La filiale russe du groupe français de luxe, qui produit notamment les célèbres Moët et Chandon, Veuve Cliquot ou encore Dom Perignon a donc prévenu ses partenaires locaux qu’elle suspendait ses livraisons vers le pays, en réponse à cette loi. “Je peux confirmer avoir reçu un courrier de ce type, et c’est justifié”, a déclaré à l’AFP Leonid Rafailov, directeur général d’AST, l’un des principaux distributeurs de vins et spiritueux en Russie. De son côté, Sébastien Vilmot, directeur pour la Russie de Moët Hennessy, la filiale spiritueux de LVMH, s’est refusé à tout commentaire.

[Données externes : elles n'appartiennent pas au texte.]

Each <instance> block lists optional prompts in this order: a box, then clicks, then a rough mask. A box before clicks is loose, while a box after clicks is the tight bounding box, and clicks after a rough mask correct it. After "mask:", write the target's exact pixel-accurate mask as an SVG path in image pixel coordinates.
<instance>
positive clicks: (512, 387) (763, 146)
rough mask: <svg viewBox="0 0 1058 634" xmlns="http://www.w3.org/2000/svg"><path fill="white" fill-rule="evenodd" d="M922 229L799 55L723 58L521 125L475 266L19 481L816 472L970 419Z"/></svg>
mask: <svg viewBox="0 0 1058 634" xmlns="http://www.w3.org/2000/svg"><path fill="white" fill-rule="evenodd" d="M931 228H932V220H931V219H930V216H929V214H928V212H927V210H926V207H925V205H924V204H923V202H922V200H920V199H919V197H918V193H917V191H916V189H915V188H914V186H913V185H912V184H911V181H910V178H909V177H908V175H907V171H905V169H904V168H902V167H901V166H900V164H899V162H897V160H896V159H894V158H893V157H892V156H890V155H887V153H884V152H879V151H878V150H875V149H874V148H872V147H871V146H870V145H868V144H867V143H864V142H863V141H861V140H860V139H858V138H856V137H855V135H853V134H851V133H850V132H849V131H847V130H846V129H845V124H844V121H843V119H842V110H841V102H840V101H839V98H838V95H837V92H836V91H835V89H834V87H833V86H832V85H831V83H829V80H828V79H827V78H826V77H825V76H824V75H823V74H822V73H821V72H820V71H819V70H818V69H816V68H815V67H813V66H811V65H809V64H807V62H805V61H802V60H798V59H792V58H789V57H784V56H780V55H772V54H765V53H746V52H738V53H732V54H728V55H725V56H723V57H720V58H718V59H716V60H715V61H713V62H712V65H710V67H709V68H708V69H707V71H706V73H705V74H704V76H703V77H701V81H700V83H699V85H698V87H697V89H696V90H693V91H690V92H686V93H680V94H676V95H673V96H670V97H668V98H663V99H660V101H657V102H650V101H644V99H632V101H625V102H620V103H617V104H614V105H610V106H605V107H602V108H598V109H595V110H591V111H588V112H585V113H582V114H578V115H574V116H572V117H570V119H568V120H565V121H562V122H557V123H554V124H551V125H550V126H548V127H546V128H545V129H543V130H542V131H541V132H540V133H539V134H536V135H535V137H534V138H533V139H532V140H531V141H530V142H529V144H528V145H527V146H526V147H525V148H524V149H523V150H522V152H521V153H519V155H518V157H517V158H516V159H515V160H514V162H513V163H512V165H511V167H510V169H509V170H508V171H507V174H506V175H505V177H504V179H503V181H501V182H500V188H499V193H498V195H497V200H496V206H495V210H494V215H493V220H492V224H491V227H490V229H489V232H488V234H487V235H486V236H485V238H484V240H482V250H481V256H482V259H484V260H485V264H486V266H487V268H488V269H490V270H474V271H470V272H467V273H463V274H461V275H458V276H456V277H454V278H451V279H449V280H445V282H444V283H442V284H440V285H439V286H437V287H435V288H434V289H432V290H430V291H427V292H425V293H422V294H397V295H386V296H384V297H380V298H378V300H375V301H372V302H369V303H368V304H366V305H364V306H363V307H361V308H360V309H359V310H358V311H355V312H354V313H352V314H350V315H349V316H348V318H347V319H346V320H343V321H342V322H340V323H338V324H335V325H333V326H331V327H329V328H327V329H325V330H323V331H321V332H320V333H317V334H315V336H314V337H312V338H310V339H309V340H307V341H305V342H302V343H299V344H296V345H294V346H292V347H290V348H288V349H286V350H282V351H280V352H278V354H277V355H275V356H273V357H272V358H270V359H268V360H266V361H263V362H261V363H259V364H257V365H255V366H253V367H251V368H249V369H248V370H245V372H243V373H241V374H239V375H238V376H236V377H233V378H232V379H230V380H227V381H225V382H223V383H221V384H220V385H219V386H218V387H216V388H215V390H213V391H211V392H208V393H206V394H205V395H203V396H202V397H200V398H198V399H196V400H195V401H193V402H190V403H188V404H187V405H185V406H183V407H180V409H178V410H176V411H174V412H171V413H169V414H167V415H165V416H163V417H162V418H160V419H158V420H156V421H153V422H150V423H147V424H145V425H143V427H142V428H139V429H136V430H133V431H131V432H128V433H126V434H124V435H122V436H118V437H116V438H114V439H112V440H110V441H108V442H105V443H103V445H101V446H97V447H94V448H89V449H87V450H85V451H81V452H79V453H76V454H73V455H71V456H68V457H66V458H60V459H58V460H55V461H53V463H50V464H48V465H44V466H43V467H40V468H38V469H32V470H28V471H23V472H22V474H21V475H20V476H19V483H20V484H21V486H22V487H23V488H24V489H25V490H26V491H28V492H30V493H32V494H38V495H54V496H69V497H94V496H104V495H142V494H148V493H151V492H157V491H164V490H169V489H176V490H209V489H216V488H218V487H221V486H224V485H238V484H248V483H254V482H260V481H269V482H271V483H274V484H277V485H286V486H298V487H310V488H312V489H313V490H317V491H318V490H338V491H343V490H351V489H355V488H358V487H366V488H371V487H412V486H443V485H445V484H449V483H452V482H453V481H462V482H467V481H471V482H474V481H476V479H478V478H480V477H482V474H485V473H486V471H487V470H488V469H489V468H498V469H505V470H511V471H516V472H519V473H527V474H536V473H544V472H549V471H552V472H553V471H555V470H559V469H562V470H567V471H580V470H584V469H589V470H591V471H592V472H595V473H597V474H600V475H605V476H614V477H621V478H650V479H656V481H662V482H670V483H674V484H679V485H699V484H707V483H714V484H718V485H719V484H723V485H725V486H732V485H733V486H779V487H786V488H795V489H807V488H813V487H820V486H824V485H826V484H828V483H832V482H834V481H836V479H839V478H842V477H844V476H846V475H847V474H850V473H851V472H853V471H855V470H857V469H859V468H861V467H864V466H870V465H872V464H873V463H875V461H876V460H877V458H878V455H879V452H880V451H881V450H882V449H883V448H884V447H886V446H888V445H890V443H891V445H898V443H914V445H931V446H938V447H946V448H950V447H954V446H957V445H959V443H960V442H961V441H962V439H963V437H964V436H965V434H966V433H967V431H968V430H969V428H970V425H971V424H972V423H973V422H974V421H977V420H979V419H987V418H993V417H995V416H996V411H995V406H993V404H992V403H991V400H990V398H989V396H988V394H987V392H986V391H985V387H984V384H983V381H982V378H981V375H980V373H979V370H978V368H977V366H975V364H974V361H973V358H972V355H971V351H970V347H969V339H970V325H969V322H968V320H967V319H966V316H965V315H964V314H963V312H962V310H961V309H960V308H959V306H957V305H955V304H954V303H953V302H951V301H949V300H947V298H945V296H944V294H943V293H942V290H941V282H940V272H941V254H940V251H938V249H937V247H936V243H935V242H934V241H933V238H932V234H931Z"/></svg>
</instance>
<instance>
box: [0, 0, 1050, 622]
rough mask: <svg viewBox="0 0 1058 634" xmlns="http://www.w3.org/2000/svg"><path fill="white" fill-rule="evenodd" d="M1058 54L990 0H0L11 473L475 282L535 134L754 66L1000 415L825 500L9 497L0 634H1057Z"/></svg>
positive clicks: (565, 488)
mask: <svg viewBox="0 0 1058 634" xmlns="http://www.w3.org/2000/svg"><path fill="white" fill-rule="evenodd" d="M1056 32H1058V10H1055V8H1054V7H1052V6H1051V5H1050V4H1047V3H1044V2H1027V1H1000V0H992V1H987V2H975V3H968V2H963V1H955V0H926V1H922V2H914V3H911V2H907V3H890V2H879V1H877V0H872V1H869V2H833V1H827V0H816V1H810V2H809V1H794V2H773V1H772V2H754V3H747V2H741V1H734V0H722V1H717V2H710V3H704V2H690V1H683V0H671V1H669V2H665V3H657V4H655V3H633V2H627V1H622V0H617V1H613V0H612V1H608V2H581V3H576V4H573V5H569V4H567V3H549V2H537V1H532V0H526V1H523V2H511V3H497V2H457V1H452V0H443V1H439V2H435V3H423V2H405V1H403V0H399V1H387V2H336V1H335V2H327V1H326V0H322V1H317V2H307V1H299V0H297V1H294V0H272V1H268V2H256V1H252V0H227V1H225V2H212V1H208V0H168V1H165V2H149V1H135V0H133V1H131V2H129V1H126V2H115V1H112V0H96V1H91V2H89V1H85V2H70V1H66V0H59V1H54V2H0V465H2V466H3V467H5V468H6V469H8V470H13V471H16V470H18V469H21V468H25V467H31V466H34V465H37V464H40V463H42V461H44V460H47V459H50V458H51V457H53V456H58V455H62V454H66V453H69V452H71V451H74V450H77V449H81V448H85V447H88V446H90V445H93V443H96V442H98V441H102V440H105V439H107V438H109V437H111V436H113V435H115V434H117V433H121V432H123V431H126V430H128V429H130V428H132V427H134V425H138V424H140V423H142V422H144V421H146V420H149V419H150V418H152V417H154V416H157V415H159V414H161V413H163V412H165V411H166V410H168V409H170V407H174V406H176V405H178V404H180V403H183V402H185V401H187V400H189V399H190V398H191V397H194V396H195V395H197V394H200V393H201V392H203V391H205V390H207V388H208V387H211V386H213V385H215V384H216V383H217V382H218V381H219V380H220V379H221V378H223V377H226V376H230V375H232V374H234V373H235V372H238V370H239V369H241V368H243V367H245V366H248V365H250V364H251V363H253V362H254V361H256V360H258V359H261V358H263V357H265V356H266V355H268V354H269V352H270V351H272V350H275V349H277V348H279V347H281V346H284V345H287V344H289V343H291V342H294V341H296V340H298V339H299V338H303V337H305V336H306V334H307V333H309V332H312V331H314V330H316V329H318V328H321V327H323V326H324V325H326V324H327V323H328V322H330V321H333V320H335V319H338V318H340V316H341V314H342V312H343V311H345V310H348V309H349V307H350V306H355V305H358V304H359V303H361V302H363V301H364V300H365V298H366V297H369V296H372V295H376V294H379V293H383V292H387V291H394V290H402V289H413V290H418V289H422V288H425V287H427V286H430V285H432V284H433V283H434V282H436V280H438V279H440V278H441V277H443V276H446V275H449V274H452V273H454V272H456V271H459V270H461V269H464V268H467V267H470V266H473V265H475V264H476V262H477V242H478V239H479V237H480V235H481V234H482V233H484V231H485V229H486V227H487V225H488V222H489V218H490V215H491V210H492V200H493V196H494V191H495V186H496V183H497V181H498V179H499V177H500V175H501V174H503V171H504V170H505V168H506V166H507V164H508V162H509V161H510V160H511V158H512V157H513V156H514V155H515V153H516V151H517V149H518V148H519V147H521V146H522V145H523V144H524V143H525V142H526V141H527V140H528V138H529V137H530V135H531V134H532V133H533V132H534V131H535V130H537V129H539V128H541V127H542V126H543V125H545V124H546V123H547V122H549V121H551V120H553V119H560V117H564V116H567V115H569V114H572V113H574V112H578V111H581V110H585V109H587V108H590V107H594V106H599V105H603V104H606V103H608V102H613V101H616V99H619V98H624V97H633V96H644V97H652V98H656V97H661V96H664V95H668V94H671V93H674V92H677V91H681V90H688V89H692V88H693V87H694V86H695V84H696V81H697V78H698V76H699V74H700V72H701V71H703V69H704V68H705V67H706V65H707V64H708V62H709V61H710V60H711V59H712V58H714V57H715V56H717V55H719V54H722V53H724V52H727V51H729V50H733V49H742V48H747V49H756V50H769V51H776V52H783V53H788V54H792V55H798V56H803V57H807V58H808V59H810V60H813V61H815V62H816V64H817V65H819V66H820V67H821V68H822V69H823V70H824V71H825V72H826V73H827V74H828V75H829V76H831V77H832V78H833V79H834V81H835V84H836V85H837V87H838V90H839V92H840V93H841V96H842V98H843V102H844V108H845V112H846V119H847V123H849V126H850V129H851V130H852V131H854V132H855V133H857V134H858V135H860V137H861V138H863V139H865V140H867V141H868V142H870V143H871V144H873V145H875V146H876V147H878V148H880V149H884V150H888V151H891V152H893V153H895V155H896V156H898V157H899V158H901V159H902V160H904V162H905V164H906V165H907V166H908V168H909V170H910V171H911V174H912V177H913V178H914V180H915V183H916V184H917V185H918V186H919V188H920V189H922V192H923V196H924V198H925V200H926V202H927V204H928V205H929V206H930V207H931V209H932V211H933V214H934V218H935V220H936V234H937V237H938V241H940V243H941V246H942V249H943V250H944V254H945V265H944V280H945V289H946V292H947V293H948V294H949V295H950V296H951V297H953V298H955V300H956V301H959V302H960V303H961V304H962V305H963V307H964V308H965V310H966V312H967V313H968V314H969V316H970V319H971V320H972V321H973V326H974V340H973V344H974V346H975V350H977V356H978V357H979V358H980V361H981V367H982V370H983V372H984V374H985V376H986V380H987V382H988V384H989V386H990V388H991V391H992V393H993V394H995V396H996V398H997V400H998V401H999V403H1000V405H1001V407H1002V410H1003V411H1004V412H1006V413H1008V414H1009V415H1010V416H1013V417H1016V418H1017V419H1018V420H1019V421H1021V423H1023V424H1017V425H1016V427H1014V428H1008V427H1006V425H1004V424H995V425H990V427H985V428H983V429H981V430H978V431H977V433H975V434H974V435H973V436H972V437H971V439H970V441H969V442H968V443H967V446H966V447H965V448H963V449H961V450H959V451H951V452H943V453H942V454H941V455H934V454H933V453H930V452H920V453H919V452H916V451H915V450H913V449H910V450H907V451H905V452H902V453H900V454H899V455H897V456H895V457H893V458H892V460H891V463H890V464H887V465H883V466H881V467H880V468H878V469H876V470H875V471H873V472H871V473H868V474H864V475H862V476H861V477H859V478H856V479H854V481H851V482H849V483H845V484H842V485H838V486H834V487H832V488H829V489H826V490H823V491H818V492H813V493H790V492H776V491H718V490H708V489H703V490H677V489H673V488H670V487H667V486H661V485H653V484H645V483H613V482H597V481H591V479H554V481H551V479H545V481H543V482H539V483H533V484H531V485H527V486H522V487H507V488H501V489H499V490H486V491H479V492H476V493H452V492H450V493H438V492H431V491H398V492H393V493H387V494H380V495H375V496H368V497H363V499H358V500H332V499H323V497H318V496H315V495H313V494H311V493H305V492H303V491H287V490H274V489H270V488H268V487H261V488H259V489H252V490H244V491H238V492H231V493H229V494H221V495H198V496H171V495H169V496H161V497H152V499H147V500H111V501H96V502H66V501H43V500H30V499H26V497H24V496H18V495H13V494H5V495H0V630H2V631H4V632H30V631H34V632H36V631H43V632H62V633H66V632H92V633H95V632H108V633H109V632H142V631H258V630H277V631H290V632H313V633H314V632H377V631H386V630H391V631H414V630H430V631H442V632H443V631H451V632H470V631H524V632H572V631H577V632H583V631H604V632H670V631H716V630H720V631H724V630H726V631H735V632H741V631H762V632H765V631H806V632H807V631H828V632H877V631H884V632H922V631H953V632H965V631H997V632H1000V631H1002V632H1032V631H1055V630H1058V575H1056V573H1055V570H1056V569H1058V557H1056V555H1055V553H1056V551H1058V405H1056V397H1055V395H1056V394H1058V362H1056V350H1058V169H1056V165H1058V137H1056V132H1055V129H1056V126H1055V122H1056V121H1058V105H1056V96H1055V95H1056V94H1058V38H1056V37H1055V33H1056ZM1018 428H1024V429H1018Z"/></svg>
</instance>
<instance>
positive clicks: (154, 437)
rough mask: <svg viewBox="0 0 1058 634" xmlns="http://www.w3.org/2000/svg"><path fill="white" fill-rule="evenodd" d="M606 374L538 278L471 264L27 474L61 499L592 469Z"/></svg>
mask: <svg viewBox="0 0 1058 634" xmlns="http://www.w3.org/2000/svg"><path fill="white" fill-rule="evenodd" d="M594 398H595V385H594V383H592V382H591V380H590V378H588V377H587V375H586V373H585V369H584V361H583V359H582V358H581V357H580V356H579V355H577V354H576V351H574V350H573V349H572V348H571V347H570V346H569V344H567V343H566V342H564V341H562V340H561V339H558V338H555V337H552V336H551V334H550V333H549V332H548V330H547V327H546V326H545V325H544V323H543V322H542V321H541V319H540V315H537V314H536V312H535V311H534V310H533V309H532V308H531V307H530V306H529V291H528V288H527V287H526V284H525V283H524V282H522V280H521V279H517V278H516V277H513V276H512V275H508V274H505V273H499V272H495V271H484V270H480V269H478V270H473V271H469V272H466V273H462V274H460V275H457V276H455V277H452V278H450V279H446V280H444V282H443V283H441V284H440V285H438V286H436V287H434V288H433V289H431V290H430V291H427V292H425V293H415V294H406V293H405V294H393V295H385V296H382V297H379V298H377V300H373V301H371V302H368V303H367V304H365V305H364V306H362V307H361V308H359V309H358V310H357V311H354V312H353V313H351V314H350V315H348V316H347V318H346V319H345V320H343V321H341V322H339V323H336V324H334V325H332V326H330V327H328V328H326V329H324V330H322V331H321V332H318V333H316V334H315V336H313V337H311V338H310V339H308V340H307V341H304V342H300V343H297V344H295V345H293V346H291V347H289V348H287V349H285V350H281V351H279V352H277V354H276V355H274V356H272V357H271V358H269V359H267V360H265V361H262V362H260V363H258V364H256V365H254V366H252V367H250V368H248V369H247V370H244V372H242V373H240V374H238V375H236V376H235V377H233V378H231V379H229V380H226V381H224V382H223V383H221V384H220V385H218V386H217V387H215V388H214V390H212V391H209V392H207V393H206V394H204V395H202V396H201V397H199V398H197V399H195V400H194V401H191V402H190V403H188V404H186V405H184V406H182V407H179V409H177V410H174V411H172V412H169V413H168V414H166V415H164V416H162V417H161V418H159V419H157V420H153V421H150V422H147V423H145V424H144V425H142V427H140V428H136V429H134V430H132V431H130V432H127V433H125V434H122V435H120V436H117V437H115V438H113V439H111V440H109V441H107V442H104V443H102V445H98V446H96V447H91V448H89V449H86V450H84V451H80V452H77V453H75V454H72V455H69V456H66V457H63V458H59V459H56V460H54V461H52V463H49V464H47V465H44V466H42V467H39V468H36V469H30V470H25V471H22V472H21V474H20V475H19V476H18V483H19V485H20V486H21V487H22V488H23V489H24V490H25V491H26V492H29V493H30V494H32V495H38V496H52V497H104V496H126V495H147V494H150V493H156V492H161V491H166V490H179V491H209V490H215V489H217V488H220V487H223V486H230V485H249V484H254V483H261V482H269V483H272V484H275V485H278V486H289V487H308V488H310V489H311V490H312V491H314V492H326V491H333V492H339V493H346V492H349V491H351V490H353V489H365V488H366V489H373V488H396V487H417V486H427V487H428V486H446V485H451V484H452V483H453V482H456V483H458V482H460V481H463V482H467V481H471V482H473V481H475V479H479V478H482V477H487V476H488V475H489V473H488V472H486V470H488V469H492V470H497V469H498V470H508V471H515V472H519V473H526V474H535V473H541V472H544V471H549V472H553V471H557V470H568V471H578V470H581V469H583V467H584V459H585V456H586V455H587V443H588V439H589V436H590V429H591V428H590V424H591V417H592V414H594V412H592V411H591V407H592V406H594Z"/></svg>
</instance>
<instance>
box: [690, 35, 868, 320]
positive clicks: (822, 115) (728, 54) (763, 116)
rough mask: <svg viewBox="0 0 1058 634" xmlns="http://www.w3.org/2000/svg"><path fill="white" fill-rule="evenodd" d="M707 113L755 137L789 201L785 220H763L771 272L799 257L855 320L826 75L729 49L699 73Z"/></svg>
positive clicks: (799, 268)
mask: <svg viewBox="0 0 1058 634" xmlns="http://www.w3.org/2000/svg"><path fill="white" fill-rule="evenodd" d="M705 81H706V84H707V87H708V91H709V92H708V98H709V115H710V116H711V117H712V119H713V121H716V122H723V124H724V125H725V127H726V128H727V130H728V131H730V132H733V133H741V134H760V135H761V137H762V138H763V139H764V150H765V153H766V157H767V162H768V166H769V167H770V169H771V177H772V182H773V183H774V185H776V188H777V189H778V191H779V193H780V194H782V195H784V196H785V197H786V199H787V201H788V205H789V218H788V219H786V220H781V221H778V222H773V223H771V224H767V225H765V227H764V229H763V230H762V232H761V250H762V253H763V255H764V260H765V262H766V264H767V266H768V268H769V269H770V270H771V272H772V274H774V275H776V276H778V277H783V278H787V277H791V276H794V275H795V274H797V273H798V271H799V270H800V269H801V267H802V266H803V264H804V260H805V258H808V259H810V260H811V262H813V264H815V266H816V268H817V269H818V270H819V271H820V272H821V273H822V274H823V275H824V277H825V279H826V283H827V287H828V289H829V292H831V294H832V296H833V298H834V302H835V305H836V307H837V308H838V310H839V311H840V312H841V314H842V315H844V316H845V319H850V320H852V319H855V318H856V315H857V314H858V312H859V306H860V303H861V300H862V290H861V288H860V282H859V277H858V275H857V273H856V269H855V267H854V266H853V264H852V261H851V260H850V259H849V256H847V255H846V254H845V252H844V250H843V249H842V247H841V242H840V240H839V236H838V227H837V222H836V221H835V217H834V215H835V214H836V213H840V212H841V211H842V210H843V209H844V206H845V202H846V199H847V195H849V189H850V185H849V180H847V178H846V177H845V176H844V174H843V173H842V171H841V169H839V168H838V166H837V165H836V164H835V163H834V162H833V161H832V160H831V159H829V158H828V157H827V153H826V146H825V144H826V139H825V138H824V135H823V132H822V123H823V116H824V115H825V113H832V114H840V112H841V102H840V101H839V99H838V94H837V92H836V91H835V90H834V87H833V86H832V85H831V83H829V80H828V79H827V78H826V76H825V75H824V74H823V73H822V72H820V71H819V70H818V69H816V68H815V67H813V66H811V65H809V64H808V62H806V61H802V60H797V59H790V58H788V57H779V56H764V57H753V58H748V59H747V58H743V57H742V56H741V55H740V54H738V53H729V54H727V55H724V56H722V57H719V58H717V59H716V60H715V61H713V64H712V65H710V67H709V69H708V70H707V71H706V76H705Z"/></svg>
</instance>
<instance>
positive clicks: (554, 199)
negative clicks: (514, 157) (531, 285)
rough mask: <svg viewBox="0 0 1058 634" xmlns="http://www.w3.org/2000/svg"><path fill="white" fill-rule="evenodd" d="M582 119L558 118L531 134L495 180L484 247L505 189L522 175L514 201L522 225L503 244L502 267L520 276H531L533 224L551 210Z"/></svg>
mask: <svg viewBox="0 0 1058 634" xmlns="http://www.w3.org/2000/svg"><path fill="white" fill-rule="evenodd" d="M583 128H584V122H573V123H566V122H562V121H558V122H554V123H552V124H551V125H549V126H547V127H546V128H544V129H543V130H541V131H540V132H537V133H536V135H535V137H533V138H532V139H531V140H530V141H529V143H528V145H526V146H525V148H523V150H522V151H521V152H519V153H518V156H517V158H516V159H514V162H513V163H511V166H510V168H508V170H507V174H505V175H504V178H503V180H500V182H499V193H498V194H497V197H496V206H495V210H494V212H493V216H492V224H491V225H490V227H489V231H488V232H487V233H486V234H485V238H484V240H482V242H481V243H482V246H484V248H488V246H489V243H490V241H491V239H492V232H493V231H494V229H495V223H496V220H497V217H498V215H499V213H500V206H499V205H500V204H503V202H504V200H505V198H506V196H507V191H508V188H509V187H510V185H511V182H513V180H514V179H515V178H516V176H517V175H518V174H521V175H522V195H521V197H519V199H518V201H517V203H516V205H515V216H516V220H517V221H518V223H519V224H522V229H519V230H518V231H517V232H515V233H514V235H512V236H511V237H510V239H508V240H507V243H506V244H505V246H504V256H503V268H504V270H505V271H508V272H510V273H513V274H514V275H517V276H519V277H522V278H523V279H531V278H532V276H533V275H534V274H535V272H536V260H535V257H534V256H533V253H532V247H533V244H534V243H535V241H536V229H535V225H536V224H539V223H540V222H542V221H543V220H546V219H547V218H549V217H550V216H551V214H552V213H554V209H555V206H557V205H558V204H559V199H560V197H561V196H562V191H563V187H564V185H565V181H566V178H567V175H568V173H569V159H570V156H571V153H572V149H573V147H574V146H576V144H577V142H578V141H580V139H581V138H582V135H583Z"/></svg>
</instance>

Mais dans un communiqué rendu public via Leonid Rafailov, le groupe français a assuré que cette suspension était une mesure “temporaire”, le temps de trouver la solution appropriée. Appellation d’origine contrôlée, le terme “champagne” est jalousement défendu par la France, qui rappelle que le vin doit provenir d’un périmètre précis dans la région du même nom pour avoir droit de s’en prévaloir.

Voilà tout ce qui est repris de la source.